Harry Orlyk- The Year's Dark Days,

March 20 through May 2

 

Into the Harvested Field, 2009, oil on linen, Harry Orlyk

 

Artist Statement:

 

The year’s dark days begin with harvesting what the year’s bright days produce. After this, northern regions show the increasing effects of diminishing sunlight on open spaces. In the current winter, with paint on prepared linen surfaces, my neighbors’ lands are listened to like friends I have grown old with; those dearest to me are of how the light fell on the land at a given time, more about the sun than the clock.

The year’s phases shifts local color, when advancing through time.  This, as much as the sun’s place in the sky, presents infinite variations, so even very familiar places can be exotic, occasionally made more so when the motif is occupied by people. Each evening this past autumn, workers left the potato harvest near the village of Salem, New York, giving themselves and their machines the night to rest.  I painted the resting machines where they stood, in the light before darkness.  Harvest Study is one of 25 paintings of this theme made during September and October, 2009.

 

Ten paintings of this harvest theme are included in the Bennington exhibit, along with another twenty focused on the fields at Salem’s edge, belonging to a series I call Many Ways into the Village.

Thirty five years of tracking this process, connecting open spaces to paint, has led me to the painter I have become.

 

State of Craft, May 22 through October 31

 

Over the last five decades, Vermont has emerged as one of the epicenters of the crafts revival in America.  However, the artistic, social, and economic history of the contemporary crafts movement in the Green Mountain State has previously not been comprehensively researched and presented in a major museum exhibition... until now.

 

Baby Blocks by Michelle Holzapfel, 1984

 

State of Craft, the major exhibition of the Bennington Museum’s 2010 season, will feature more than 125 objects by 86 Vermont craftspeople, including master artists, emerging artists, and key individuals throughout the more than fifty year time frame of the studio craft movement, c. 1960-2010. This history will be told in a series of vignettes spread throughout the museum’s temporary exhibition galleries based on the themes that have emerged from curatorial research and oral history interviews conducted by the Vermont Folklife Center.
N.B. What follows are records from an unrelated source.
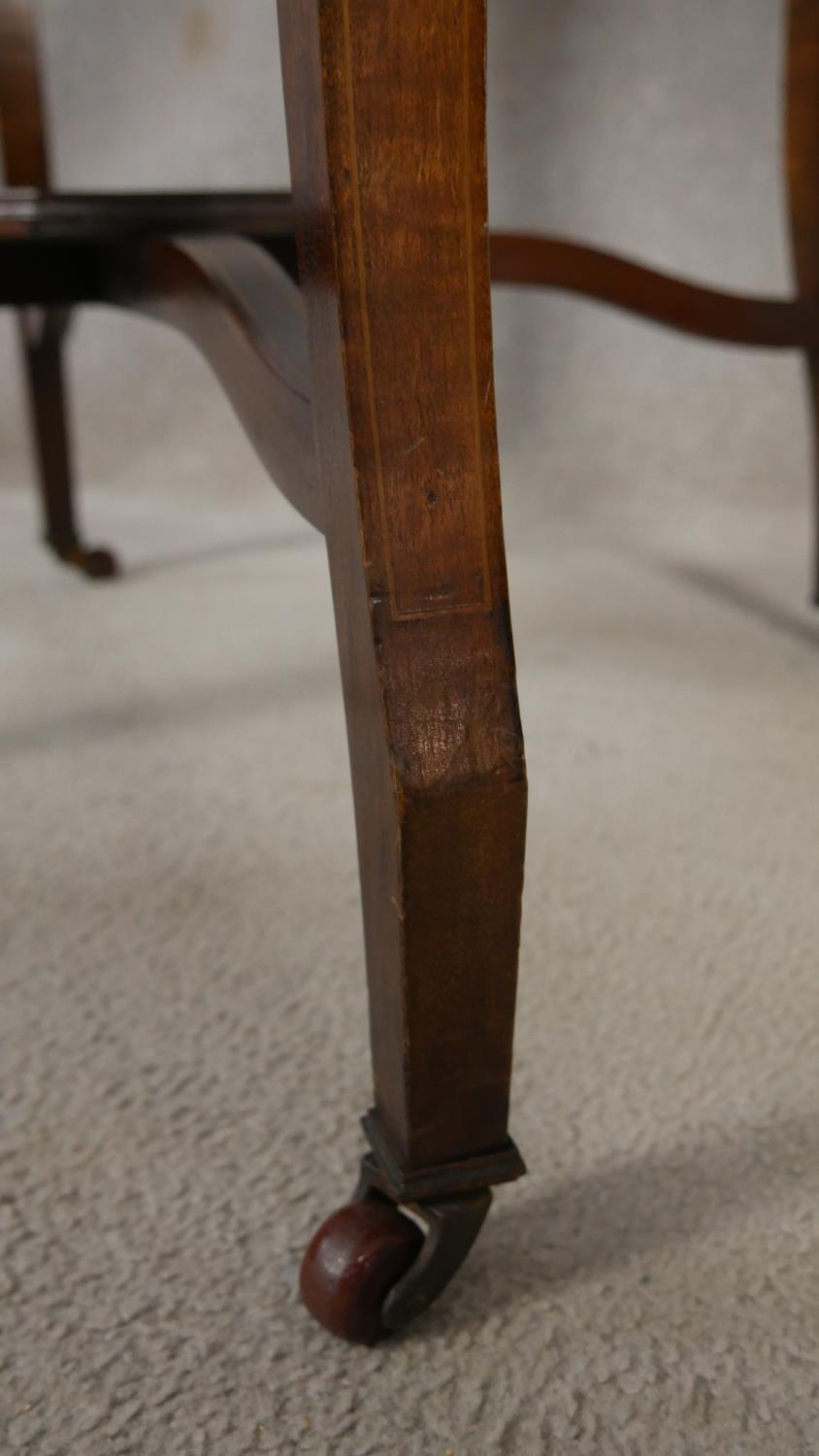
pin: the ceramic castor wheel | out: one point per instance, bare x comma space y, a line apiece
95, 562
352, 1263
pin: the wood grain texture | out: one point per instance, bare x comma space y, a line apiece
396, 277
802, 157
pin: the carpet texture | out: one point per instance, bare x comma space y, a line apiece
182, 1012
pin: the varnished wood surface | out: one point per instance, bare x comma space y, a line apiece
247, 319
802, 160
22, 110
386, 124
554, 262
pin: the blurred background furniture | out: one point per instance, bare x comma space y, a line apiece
387, 331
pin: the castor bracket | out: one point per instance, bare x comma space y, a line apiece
451, 1226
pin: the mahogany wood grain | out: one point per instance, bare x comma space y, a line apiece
22, 105
386, 121
41, 335
802, 148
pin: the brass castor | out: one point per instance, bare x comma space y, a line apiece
352, 1263
95, 562
370, 1270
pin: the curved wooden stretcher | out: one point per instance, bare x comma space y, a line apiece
349, 325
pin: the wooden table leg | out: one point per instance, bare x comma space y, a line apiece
41, 346
802, 142
387, 136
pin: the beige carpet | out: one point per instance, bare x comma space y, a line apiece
183, 1042
182, 1013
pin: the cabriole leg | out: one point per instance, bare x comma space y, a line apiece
386, 122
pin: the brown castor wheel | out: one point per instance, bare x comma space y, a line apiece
95, 562
352, 1263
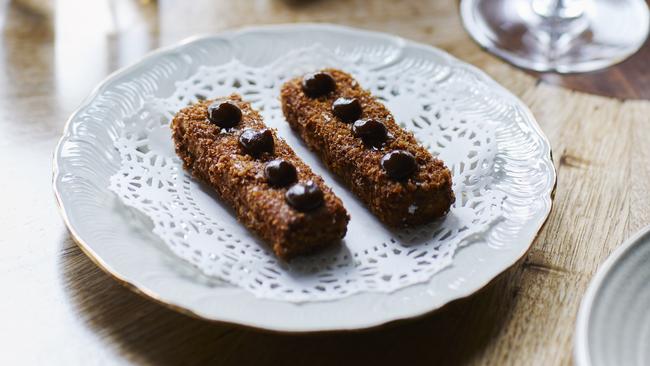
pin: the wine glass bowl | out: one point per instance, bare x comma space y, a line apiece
563, 36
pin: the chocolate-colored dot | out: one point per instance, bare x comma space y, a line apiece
256, 142
399, 164
348, 110
371, 131
304, 196
318, 84
224, 114
280, 173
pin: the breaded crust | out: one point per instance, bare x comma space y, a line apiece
213, 156
420, 199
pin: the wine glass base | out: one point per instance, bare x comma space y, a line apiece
605, 33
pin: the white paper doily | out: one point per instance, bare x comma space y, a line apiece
139, 99
199, 229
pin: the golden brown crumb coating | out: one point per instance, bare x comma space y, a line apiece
213, 155
423, 197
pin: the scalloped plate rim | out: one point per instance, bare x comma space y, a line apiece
271, 324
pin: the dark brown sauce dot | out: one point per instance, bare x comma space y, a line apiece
305, 196
371, 132
256, 142
347, 110
399, 164
280, 173
318, 84
224, 114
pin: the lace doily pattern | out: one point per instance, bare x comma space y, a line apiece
444, 107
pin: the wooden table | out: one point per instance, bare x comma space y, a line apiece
57, 307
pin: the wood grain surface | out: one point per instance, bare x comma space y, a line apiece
57, 307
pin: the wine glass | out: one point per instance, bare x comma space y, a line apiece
558, 35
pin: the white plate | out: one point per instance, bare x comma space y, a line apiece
85, 160
613, 326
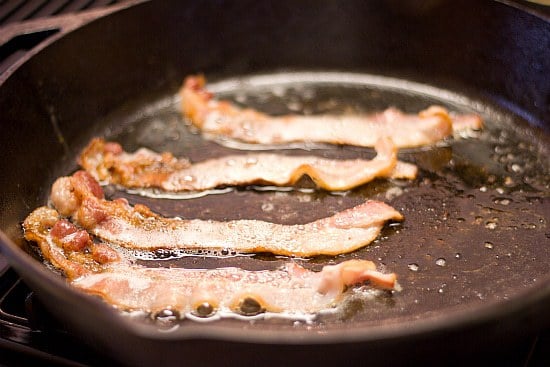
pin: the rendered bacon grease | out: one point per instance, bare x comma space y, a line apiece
81, 198
107, 162
224, 119
98, 269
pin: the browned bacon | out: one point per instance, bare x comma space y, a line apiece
290, 289
107, 162
137, 227
222, 118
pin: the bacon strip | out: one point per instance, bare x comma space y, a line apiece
80, 197
222, 118
107, 162
290, 289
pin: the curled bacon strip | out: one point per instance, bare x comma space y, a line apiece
224, 119
107, 162
127, 286
137, 227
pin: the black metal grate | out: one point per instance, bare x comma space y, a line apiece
12, 11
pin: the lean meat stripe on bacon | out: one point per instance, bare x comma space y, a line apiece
99, 270
81, 198
107, 162
224, 119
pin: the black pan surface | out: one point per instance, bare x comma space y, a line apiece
472, 255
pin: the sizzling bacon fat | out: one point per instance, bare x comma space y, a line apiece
98, 269
224, 119
80, 197
107, 162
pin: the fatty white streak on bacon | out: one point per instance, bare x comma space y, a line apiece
107, 162
222, 118
290, 289
137, 227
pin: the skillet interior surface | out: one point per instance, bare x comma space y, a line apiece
477, 210
475, 233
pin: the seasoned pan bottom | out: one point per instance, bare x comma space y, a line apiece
475, 229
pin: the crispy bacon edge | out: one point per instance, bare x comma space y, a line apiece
109, 163
224, 119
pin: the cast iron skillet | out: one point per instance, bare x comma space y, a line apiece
117, 76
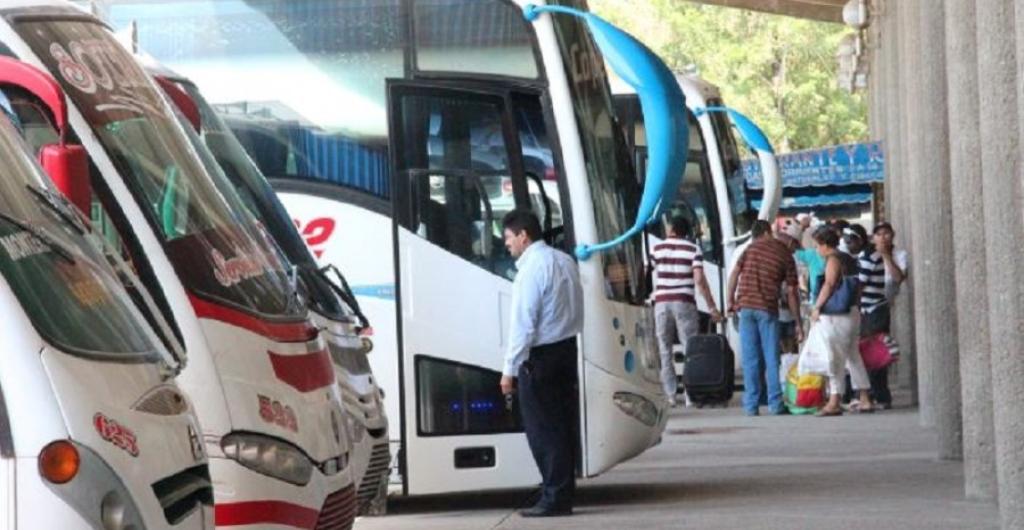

In addition, the exhibition will include audio tours, historical photographs and documents, and text describing each artist’s role in the larger cultural and social history of the studio craft movement.

 

 

Journey Necklace by Jennifer Kahn, 2007

 

The major themes explored in the exhibition will be:

 

Living by "Making"

Over the past 50 years, Vermont has become one of the rural epicenters of the national studio craft movement as a result of an influx of young people who were drawn to the state during the 1960s and ‘70s back-to-the-land era. Beside examining the cultural roots of the early and successive generations of craftspeople, this theme will explore the challenge of sustaining an artistic career in a small rural state: how individuals have become professionals either through formal education, apprenticeship or other ways; if they focus on production work or one-of-a-kind art pieces and whether they work alone or with others; how technology has affected their work and how they market it; and if craft can sustain a new generation of artists.

 

Karen Karnes teaching a workshop at Frog Hollow, Middlebury, VT, 1982

 

Communities and Connections

 

Communities of craftspeople have developed throughout Vermont as creative individuals gravitated towards geographic regions for education, marketing reasons, or because of a strong artist culture. Recalling historic creative enclaves, the Weston Priory, where Brother Thomas Bezanson made his renowned ceramics, was established for religious reasons. Some clusters (such as Putney, Plainfield, Bradford) devolved from intentional communities formed during the counterculture movement.  Connections have also formed within craft media (particularly glass) and guilds, or through organizational marketing efforts, teaching and international associations. Internet-based connections link a new generation of craftspeople to other artists as well as markets.

 

Edge of Town by Judith Reilly, 2004

 

Inspirations

The interplay between traditional craft and expressive craft and the multiplicity of artistic influences provide a framework for understanding the diverse nature of contemporary craft in Vermont.   Some artists are directly inspired by Vermont’s pastoral and forested landscape but for others the landscape simply provides a quiet place of refuge that allows creativity to flourish.  The effects of global and ethnic influences on aesthetics and design will also be highlighted as sources of inspiration.  In addition, the role of values derived from the counterculture movement will be examined, particularly in how they manifest in the current trend towards environmental responsibility.

 

Dreams Persuaded by Wendy and Harry Bessett, 2007

 

State of Craft will be the centerpiece of a year long statewide showcase of Vermont crafts coordinated by the Vermont Crafts Council, with many attendant exhibitions and related programming occurring throughout the Green Mountain State.